I think the biggest conundrum to depression is wanting to not be depressed. Ultimately you accept and relate to whatever frame of mind you find yourself in. When I'm depressed, I don't want to be not-depressed. I might not enjoy the depression, but it's what I relate to and it feels like it's where I belong, that's where I'm comfortable. I somehow think that if I get out of the depression I'll be part of some meaningless illusion of life being meaningful. It feels like I'll be lying to myself if somehow I escape. This makes it really hard to get out of the cycle; when you don't think you want to escape the cycle.

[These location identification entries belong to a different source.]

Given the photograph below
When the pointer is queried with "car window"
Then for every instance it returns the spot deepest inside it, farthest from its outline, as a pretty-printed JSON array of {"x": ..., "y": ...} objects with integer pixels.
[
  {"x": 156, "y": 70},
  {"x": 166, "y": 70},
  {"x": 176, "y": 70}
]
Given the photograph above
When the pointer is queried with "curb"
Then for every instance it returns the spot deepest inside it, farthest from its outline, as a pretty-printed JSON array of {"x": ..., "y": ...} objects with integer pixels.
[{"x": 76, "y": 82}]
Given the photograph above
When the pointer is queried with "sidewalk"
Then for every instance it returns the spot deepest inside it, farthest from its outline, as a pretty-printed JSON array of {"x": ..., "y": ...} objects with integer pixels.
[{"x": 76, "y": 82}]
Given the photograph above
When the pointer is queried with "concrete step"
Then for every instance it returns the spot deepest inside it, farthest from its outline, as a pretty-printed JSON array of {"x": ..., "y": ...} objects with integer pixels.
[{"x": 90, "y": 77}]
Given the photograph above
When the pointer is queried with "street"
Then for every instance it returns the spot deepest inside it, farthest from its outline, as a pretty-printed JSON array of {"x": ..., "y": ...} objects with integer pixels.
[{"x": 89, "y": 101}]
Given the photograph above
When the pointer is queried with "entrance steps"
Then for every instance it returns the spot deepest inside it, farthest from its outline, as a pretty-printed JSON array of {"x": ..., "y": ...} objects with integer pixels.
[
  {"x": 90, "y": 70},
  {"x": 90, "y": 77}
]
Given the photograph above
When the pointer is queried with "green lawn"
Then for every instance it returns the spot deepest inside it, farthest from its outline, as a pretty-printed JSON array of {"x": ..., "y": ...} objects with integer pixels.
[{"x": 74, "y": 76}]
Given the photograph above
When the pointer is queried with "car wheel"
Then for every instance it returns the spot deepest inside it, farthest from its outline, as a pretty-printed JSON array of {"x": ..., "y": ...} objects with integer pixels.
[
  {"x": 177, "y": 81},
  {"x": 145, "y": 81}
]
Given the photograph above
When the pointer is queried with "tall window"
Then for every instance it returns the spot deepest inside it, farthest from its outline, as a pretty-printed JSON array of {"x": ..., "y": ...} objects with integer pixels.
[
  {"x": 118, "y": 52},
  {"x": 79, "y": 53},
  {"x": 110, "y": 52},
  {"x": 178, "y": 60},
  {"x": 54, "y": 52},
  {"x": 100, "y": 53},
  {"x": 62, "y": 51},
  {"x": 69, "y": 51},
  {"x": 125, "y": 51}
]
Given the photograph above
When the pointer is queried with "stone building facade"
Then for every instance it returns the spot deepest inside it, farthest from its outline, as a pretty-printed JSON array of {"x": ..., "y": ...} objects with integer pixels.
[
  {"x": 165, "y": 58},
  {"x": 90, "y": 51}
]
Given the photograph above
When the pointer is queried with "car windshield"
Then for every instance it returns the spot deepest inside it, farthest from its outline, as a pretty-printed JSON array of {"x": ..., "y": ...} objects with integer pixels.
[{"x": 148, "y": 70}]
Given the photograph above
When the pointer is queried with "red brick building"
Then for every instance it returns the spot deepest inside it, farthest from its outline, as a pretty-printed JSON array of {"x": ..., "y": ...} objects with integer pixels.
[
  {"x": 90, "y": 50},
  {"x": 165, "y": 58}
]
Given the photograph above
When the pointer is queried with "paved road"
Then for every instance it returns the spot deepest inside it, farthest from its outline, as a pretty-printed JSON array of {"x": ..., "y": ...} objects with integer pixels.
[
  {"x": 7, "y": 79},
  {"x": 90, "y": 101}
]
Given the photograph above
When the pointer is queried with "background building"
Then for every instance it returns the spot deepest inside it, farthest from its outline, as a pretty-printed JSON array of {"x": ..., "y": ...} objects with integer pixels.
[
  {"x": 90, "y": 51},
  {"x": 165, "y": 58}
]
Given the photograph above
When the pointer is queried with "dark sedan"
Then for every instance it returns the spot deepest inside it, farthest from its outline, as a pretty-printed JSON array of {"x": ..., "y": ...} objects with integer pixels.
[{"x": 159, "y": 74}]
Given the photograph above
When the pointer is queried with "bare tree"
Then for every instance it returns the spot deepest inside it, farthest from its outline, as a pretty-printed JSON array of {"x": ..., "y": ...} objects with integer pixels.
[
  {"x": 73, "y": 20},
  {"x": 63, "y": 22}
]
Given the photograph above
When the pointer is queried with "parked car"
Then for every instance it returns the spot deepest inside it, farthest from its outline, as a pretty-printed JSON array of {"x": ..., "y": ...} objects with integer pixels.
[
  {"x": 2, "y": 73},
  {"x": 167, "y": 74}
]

I'm not an advocate that anti-depressants are the end-all be-all, but I know that my medications are the only thing that lifted me up enough to WANT to get out my depression. This was key, because once I WANTED to get out of my depression I was motivated to do the hundreds of things to help facilitate this; music therapy, exercise, EFT, meditation, etc. But until I wanted to get over my depression, nothing in the world would help. And my medication was the key to this boost. On the other hand I feel that inevitably medication alone would have NEVER been enough. Also, much like other health related matters, I felt there were supplements that helped me in the long run as much as the anti-depressants (my anti-depressant helped within 2 weeks, whereas supplements took 6+ weeks). I take 5-HTP, Fish Oils, Flax Seed Oil and vitamin/antioxidant supplements as well as trying to eat healthier.

One word of caution though is how hard it can be to find the right prescription anti-depressant. I was luckier than many other people because it only took me two tries to find one that worked well for me, however, the first one I tried made my depression worse and increased my suicidal thoughts. After trying it I wanted to give up on trying others. Also, it came on subtly so I didn't realize immediately what was happening. When trying a new anti-depressant be vigilant in recognizing any signs of worsening symptoms.

Exercise has singlehandedly been the most beneficial treatment to my depression followed by Cognitive Behavioral Therapy. My choice of CBT has been listening to CDs and DVDs by Louise Hay, without her I would probably be dead by now.